On May 25, 1940, a parade to celebrate Seattle's rebuilt Ballard Bridge takes place. Called the "new" Ballard Bridge, this is in essence the old bridge with new approaches ("Key Opens New Span..."). The original bascule bridge was built in 1917 in conjunction with the Lake Washington Ship Canal. The rebuilt bridge retains the original piers and double bascule leaves, but features new approaches made of concrete and steel to replace the rickety and hazardous wooden-trestle approaches of the original bridge. Ballard citizens have agitated long and hard for this work to be done. Governor Clarence D. Martin (1887-1955) leads the parade across the bridge and Seattle Mayor Arthur B. Langlie (1900-1966) wields a huge key to symbolically open the span. The bridge crosses Salmon Bay and the Lake Washington Ship Canal at 15th Avenue NW.
In 1937 the Seattle City Council passed an ordinance for work to begin on reconstructing the bridge. The job of replacing the timber approaches took a year and a half and included the addition of ornamental lighting. The cost was $800,000, funded 45 percent by the federal Depression-era Works Progress Administration and the remainder by Seattle's share of the state gas tax.
The work closed the roadway for the year and a half of construction. For the duration, people crossing the ship canal had to drive over the Fremont Bridge or the Aurora Bridge.

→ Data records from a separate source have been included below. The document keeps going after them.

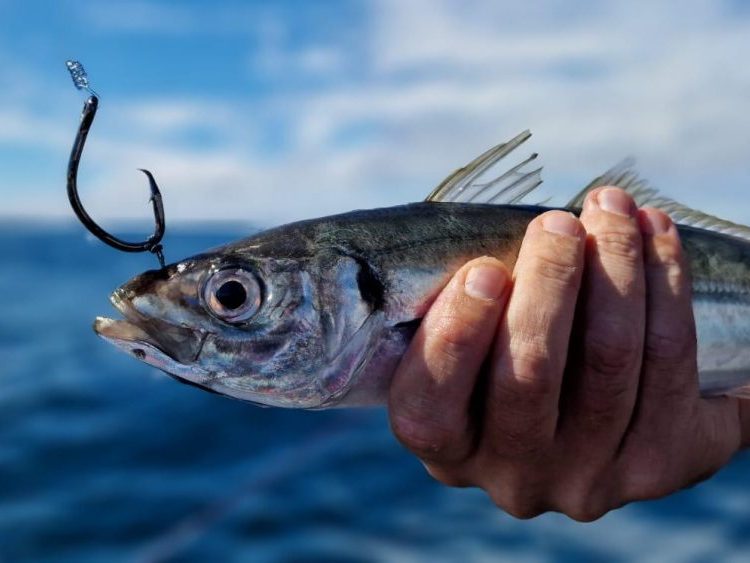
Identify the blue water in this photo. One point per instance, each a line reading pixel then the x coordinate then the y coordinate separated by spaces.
pixel 103 459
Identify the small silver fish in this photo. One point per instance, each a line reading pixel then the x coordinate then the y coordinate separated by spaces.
pixel 317 314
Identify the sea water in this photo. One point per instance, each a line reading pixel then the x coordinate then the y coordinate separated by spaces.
pixel 104 459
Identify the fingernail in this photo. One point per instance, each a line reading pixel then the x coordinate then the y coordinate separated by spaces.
pixel 653 222
pixel 561 223
pixel 485 282
pixel 616 201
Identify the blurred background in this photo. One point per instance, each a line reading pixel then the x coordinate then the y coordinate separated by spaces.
pixel 251 114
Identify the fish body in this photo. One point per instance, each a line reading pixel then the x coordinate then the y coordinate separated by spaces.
pixel 317 314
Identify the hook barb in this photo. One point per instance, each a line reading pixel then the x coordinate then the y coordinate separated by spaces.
pixel 151 244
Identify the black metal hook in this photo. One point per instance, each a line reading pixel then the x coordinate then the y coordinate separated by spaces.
pixel 153 243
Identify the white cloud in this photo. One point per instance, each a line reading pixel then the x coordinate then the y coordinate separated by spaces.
pixel 441 82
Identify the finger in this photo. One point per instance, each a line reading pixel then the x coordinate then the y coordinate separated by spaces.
pixel 668 389
pixel 601 388
pixel 432 388
pixel 532 343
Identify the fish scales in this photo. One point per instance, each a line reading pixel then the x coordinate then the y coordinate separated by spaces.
pixel 317 314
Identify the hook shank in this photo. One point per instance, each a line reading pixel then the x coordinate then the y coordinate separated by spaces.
pixel 153 243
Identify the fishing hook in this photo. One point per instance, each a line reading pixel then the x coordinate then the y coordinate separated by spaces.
pixel 151 244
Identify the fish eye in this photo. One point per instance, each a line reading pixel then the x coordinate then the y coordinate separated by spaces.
pixel 232 295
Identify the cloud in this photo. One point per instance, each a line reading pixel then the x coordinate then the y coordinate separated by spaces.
pixel 423 88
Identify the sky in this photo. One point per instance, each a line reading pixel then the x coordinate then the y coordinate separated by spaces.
pixel 267 112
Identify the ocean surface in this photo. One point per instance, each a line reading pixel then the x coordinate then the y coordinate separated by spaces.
pixel 104 459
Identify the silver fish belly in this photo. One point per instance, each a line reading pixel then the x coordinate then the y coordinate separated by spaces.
pixel 317 314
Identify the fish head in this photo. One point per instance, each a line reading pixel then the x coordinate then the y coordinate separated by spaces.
pixel 289 332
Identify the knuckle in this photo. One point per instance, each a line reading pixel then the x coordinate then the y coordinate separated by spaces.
pixel 528 372
pixel 624 246
pixel 518 504
pixel 428 438
pixel 613 351
pixel 650 473
pixel 554 269
pixel 586 502
pixel 667 350
pixel 586 511
pixel 447 476
pixel 454 336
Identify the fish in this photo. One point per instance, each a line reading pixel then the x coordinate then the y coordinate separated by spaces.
pixel 317 314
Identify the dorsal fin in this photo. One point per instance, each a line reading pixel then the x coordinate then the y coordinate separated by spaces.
pixel 478 182
pixel 624 176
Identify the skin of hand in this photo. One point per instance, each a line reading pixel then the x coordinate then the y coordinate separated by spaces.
pixel 572 385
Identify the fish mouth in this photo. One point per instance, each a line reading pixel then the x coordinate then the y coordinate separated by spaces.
pixel 169 347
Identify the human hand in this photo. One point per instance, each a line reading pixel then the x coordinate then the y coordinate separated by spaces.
pixel 501 389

A parade to celebrate the "new" Ballard Bridge was held on Saturday May 25, 1940. Governor Clarence D. Martin officiated and led the parade across the bridge. The recently elected "king" of the Ballard District, Donn H. Frizzell (1920-1986), a University of Washington freshman and a graduate of Ballard High School, reigned over the parade. Serving as co-royalty was Elizabeth Wright, Central District "queen." Seattle Mayor Arthur J. Langlie (1900-1966) wielded a huge key to symbolically open the span.